One Suku

Lisa
Chapter #3

Berawal dari DSLR

Ule kaget begitupun dengan Ardan saat sosok cewek dengan style hijabers, tapi tidak dengan gamis yang panjang datang menghampirinya. Gayannya gaul banget, celananya gaya retro vintage. Juga wajahnya yang manis. Jangan lupakan lesung pipitnya, bahkan dia belum tersenyum lebar, ini saja baru tersenyum kecil sudah membuat dada Ardan berdesir. 

“Maaf mengganggu—“

“Enggak sama sekali.”

Ardan menyenggol bahu Ule dan mengisyaratkan bahwa cewek di depannya cantik banget. Tapi Ule bersikap seperti biasanya, biasa aja. Sampai saat ini, Resi masih tersimpan di hatinya, meski ia tahu, Resi mungkin telah bahagia bersama Christo, teman SMA-nya.

“Gue cuma mau kasih ini.
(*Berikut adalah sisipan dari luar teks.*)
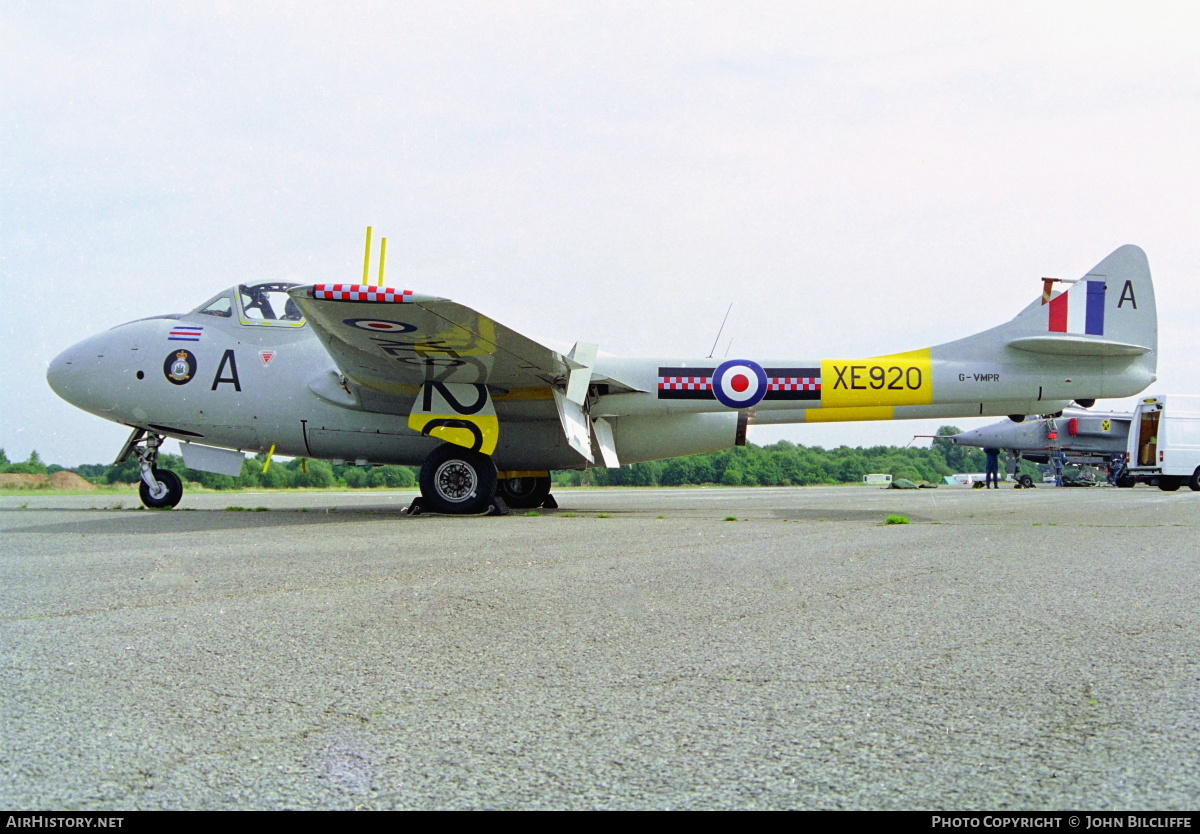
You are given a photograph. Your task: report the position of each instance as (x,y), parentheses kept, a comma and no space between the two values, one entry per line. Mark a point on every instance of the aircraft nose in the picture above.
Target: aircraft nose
(75,375)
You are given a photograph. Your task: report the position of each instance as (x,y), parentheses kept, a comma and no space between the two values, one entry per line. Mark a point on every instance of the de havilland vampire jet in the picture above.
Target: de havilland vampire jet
(372,375)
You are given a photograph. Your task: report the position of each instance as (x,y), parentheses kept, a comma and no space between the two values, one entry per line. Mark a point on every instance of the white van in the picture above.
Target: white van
(1164,443)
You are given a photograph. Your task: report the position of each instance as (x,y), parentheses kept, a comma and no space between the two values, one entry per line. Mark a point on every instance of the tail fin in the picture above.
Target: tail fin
(1109,312)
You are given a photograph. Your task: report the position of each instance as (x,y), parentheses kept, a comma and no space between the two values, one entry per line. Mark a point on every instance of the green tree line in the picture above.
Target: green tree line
(781,463)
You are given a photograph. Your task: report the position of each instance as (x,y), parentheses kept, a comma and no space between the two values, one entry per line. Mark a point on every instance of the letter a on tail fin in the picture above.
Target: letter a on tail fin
(1109,312)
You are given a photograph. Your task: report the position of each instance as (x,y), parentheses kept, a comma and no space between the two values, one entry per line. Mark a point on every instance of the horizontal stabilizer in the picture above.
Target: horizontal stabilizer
(1078,346)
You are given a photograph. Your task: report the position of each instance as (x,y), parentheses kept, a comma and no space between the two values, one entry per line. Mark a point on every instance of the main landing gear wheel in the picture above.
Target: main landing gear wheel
(171,489)
(525,493)
(456,480)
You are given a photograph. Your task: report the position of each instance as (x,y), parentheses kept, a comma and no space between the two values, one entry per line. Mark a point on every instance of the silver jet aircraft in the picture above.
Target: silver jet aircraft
(1081,435)
(372,375)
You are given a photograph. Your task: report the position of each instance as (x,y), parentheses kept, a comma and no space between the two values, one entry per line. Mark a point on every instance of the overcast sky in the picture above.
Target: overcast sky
(856,178)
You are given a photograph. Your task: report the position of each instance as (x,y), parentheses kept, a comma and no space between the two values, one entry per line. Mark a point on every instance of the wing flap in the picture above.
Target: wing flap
(390,340)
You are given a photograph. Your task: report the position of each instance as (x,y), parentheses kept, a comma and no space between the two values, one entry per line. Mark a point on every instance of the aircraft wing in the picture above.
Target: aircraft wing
(394,341)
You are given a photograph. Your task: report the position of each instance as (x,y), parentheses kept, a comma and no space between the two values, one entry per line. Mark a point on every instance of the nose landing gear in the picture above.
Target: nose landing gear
(160,489)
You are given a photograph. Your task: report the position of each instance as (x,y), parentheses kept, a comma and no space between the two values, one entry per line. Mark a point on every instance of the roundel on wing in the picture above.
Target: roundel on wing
(381,325)
(739,383)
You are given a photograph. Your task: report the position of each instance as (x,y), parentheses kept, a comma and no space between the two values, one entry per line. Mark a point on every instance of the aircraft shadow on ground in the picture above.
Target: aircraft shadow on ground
(124,522)
(844,515)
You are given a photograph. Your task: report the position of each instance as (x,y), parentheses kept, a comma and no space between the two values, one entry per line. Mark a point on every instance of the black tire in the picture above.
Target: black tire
(174,490)
(523,493)
(456,480)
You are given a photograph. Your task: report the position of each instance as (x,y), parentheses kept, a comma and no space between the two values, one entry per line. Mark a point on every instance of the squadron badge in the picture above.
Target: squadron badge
(180,367)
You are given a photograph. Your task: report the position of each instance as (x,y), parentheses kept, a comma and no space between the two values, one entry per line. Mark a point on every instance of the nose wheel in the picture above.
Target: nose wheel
(169,489)
(160,489)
Ini punya kamu kan?” tanya Sitsul pada Ule yang sedari tadi diam kala ia menghampiri keduanya. 

Ule baru sadar, sejak tadi ia tidak bersama kamera DSLR-nya. Pantas saja ada yang beda dari biasanya. Ule bahkan lupa di mana terakhir ia meletakkan lalu meninggalkan kameranya, untungnya masih ada orang baik yang mau mengembalikan haknya. 

“Eh... Iya, ini kamera gue.” Ule menerima kamera DSLR dari tangan gadis berlesung pipit itu. “Makasih.”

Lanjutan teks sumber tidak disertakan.